ぐりぐり、と頭を押しつけて甘えるくぅを胸に抱き上げる。その時、部屋の戸がノックされ、次いで鍵が開けられた。
「おぅ。起きたな、文也。気分はどうだ?」
聞きながら、文也に近づいてくると、ベッドに横座りする。
「んー。ちょっと頭が痛いかな」
「そりゃ、そうだろ。丸一昼夜寝こけてたら。寝すぎだ、お前」
「え? うそ」
おでこに手を当てられて、熱を測る仕草をしながらそうからかう優に、素直にびっくりして聞き返した。くっくっと優が笑う。
「まったく、隣でわかんねぇって叫んでるのに、さっぱり目ぇ覚まさねぇんだもんな」
加藤に教えてもらったけど、と笑って見せる。太郎も、たまに様子を見に来てくれていたらしい。そう聞くと、優がまた笑う。
「加藤だけじゃねぇぞ。みんな勢ぞろいでな。加藤と後藤に、勉強教えてもらって」
「って、この狭いところに5人?」
「そう。だから、こんなに大騒ぎしてんのに起きやしねぇ、って笑ってたんだ」
そんな状況を思いだしたらしく、優がくっくっと笑う。そうなの?とくぅに聞いてみたら、知らない、と返された。充電中だったのだろう。活発に動き回っているときのくぅの連続活動時間は、約3時間。常に動いていられるわけではないのだ。
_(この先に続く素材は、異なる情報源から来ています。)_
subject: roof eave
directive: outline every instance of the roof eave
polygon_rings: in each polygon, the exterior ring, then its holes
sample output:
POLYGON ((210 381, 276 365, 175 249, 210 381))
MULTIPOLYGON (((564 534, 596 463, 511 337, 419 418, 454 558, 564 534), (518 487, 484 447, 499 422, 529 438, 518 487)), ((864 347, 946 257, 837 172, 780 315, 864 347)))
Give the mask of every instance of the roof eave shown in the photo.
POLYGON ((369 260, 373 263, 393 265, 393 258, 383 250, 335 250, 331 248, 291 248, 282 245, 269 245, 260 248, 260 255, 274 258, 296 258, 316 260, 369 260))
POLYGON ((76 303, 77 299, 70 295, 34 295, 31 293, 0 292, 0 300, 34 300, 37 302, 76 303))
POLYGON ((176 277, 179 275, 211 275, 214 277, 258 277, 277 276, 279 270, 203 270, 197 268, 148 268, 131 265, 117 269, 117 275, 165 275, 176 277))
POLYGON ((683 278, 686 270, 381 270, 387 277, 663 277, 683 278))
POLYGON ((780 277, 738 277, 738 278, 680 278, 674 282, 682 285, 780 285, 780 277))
「そうそう。伊藤が、物理で教えて欲しい所があるんだと。加藤や後藤の説明じゃ、わかんねぇ、って」
「そう。うん、明日見てみる」
答えて、優の首に手をかける。覆い被さるように文也を見つめていた優が、少しびっくりして目を見張る。
「どうした?」
「いや?」
甘える口調で、問いかける。それは、平常時で優がそんな雰囲気を作ってやるか、わざと焦らして見せたときにしか、見せてくれない甘え方だ。しかも最近では、翌日の授業に差し支えるからと言って、夜の11時以降はさせてくれないのに。もう夜中の2時に近い。
「俺は良いけど。らしくないぞ?」
「うん。わかってる」
その言い方が、文也独特の困った感じもなければ、恥ずかしがっている様子でもなく、それすら優を誘うように甘ったるい。
「一回したら寝ちまうと思うけど」
「それでも良い。抱いて」
それこそ、耳を疑った。文也が自分から、はっきり言葉に出して誘うのは、もしかしたら、つきあい始めて常に一緒にいて、初めてかもしれない。
こりゃあ、ちょっとヤバイぞ。文也の大胆なお誘いにしたがってキスをしながら、優は密かに覚悟を決める。今回の件で文也の中に残ってしまった、本人すらまだ気づいていない後遺症と、真っ向から戦うことを。